Gattuso si dimette da c.t. dell’Italia dopo la mancata qualificazione: crisi ai vertici con l’addio di Gravina e Buffon

La panchina dell’Italia resta senza guida: Gennaro Gattuso si è dimesso da commissario tecnico dopo il fallimento nelle qualificazioni al Mondiale 2026.
La sua uscita completa un terremoto ai vertici azzurri, arrivato a poche ore dalle dimissioni del presidente della FIGC Gabriele Gravina e del capo delegazione Gianluigi Buffon, scosse innescate dalla sconfitta nel playoff contro la Bosnia-Erzegovina che ha certificato la terza assenza consecutiva della Nazionale dalla Coppa del Mondo.

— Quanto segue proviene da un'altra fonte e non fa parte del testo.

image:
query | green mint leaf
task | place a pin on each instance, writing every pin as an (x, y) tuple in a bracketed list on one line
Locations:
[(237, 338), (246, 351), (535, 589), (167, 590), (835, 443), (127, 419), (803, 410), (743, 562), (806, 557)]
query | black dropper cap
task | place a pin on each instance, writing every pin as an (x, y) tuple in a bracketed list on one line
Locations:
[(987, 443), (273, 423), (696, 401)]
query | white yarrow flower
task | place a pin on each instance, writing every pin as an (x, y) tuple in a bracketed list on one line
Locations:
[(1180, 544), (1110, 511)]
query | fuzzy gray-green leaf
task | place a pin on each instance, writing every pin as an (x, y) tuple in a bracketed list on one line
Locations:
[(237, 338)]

La caduta nel playoff ha accelerato una serie di addii senza precedenti: prima Gravina, poi Buffon e infine Gattuso, che ha risolto consensualmente il contratto dopo appena nove mesi alla guida della Nazionale. Il quadro che ne emerge è di forte incertezza amministrativa e tecnica per i quattro volte campioni del mondo, chiamati a ripartire mentre l’intera struttura federale è in fase di ricostruzione.
Gattuso ha parlato di «cuore pesante» e di obiettivo mancato. «Considero conclusa la mia esperienza da c.t.», ha dichiarato, definendo la maglia azzurra «il bene più prezioso del calcio» e sottolineando la necessità di «facilitare fin da subito le valutazioni tecniche future».
Ha ringraziato Gravina, Buffon e tutto lo staff federale per la fiducia in un periodo turbolento, aggiungendo che è stato «un onore» guidare un gruppo di giocatori «che hanno mostrato impegno e devozione alla maglia». Anche Buffon, lasciando l’incarico di capo delegazione, ha condiviso un messaggio carico di emozione.
Ha spiegato di aver voluto dimettersi subito dopo la partita con la Bosnia-Erzegovina, ma di essere stato invitato ad attendere un momento di riflessione. «Ora che il presidente Gravina ha scelto di fare un passo indietro, mi sento libero di compiere l’atto che ritengo responsabile», ha affermato.
Pur rivendicando di aver costruito, insieme a Gattuso e ai collaboratori, un forte spirito di gruppo nel poco tempo a disposizione, ha riconosciuto che «l’obiettivo principale era riportare l’Italia al Mondiale» e che «non ci siamo riusciti». All’orizzonte immediato resta la UEFA Nations League, mentre la federazione avvia il difficile percorso di ricostruzione tecnica e organizzativa.
Un successore non è stato ancora individuato. Nel dibattito sul futuro della panchina, l’ex attaccante Alessandro Del Piero ha pubblicamente indicato Antonio Conte come il profilo per un possibile rientro in panchina, con l’obiettivo dichiarato di ristabilire ordine e far crescere una nuova generazione di talenti.